Peroneal tendonitis is an overuse injury that results in inflammation of the peroneal tendons that run along the outside of the ankle. This injury is actually just one of five different types of foot & ankle tendonitis. The inflammation of the peroneal tendons then causes pain and swelling of the ankle itself. Symptoms of peroneal tendonitis include aching, pain or swelling around the outer ankle. In some cases the pain is particularly severe when the patient gets out of bed in the morning. Treatment of peroneal tendonitis normally includes rest for the ankle (including possible use of a walking boot or ankle brace). Other more invasive treatments (such as cortisone injections) may be needed if conservative treatments are unsuccessful.
What Causes Peroneal Tendonitis?
Peroneal tendonitis is an injury that happens mainly to individuals who play a sport that requires repetitive ankle movements.
There are also risk factors that can increase the likelihood of this type of tendonitis. These include:
A sudden increase in activity level or training intensity;
Wearing footwear that does not provide sufficient foot support.
Peroneal tendonitis is also more likely to affect individuals with high foot arches or whose lower limb muscles and joints are not well co-ordinated.
In some cases, this type of tendonitis can be the result of a sprained ankle.
There are actually two types of peroneal tendonitis. It can be either an acute or chronic condition. However, with both types, the patient may experience the following symptoms:
Pain on the outer ankle surface (opposite the big toe side) where the peroneal tendons are located. This pain may be more severe during periods of athletic activity or when twisting the foot;
Swelling of the outer ankle and a “warm” feeling in the same area.
In severe cases, the patient may also experience difficulty placing weight on the ankle. He or she may feel that it is “giving way”.
As with most overuse injuries, rest is an integral part of the treatment of peroneal tendonitis. The patient needs to keep his or her weight off the ankle as much as possible for a while and allow the peroneal tendons to heal. By sitting or lying down as much as possible, the peroneal tendons will have a chance to recover naturally. A walking boot or ankle brace will provide additional support to the ankle and increase the rate of progress towards recovery.
In addition, a patient with peroneal tendonitis should pursue the following treatment approaches:
Use of ice on the ankle to reduce pain and swelling;
Taking NSAID medications like aspirin for additional relief of pain and inflammation;
Physical therapy exercises that will strengthen the ankle and reduce the risk of recurrence of peroneal tendonitis. They will also help the ankle to recover its full range of motion more quickly.

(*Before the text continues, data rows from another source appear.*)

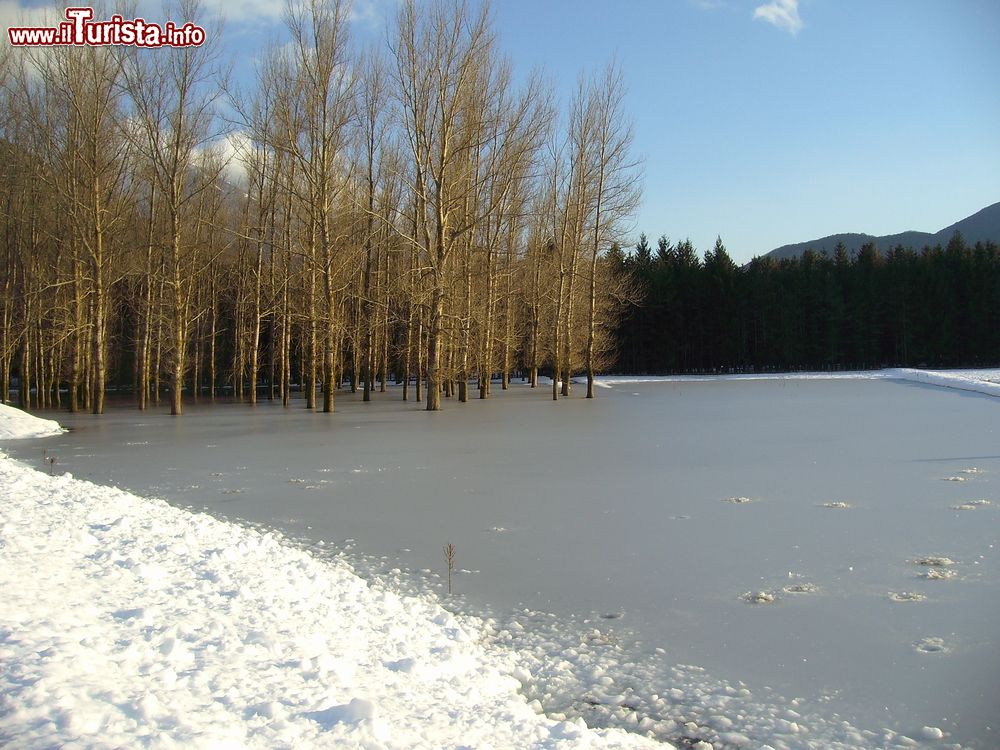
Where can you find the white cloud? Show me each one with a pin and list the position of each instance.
(781, 13)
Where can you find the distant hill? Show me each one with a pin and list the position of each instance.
(981, 226)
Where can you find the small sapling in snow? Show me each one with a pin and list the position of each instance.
(449, 559)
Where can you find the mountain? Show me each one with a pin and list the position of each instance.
(981, 226)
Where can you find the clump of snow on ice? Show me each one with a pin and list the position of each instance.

Should these conservative treatment approaches fail to treat the peroneal tendonitis, doctors may consider cortisone injections or tendon release to correct the condition.
Cortisone injections contain powerful anti inflammatory agents but may cause tendon rupture, so they should be approached with caution.
Tendon release is a surgical procedure that may be tried if there is excess tissue around the peroneal tendon that may be causing irritation. A tendon release procedure aims to remove this excess tissue. The aim is to allow the tendon to move more freely without frictional contact with adjacent bones.